Where is the line drawn on the importance of older documents compared to their potential use? How many years should be kept current and how many destroyed? Which individuals are in the chain of disposing of individual documents? How easy would it be in the process to destroy something incriminating to previous administrations or the current one -- not that there's anything there.

The city apparently is in the process of making those decisions.

But before the city makes any final decisions on the disposal of records, City Attorney Wade Hinton told Times Free Press reporter Joy Lukachick, attorneys will bring a recommendation to the City Council and the mayor's office and allow time for public comment.

Some of the records, in keeping with Berke's promise of transparency, will be put in a public server for anyone's access -- as many files in the Criminal Court clerk's office are now, for instance.

The Municipal Technical Advisory Service (MTSA), in cooperation with the Tennessee Municipal League, has on its website recommendations for the retention of specific records from animal control to utilities. Some of the retention periods are mandated by state or federal law. And municipalities, according to information on the website, "have a great deal of flexibility in adopting the retention schedule."

The site lists 21 categories of records and several hundred sub-categories, so it is clear a municipality the size of Chattanooga can quickly accumulate hundreds of thousands of documents.

But like with anyone's basement, some things -- eventually -- have to go. No one goes through the detritus in their basement quickly, and the city has said it has to take its time on what to keep and what to dispose of.

However, since Chattanooga recently had to cough up $70,000 in attorney's fees because it "willfully" withheld records from a resident who wanted information that dated to 1972, the key words to the disposition of records -- like those uttered by a 90-year-old great-grandmother on a walker in reference to her gait -- are "slow but sure."

So, the city should abide by the MTSA recommendations where possible, and keep the public informed throughout the process. Err on the side of keeping documents if there's any question. After all, what's a little clutter in the city's "basement" compared to a court case that determines the city tossed out something residents had every right to believe it should keep.

Smelling politics

When liberals smell politics unjustly at work against a conservative, there may be more fire than smoke in the politics.
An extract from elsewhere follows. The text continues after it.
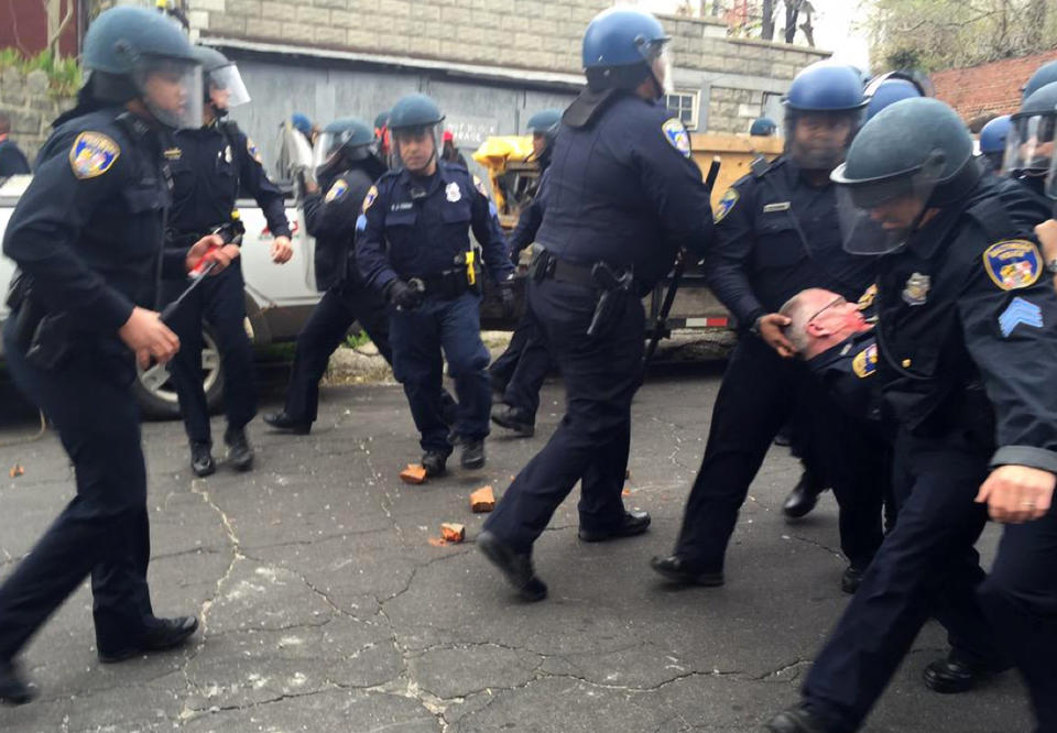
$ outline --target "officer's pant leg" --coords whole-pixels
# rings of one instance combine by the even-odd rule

Texas Republican Gov. Rick Perry was indicted Friday by a Travis County grand jury for threatening to veto funds for an office that investigated public corruption, and Democrats and others on the left -- from former Barack Obama and Bill Clinton adviser David Axlerod to actress Mia Farrow -- cried "foul" along with most Republicans.

Axlerod called the indictment "pretty sketchy," former New Republic editor Jonathan Chait termed it "outrageously unfair," liberal MSNBC.com journalist Timothy Noah said it "looks fishy" and Farrow -- though why she weighed in is anybody's guess -- said the indictment "looks like politics not felony."

Perry, a longshot 2016 presidential hopeful, took his action because Travis County District Attorney Rosemary Lehmberg, who oversees a Public Integrity Unit, was arrested for drunken driving and, in actions that were videotaped, had to be restrained, was abusive to law enforcement and was kicking doors, but didn't resign.

"I think Americans and Texans who have seen this would agree with me that that is not an individual who is heading up an office that we can afford to fund," he said. "I said early on, clearly, that I was going to veto those dollars as long as they have someone in that office who I have lost confidence in."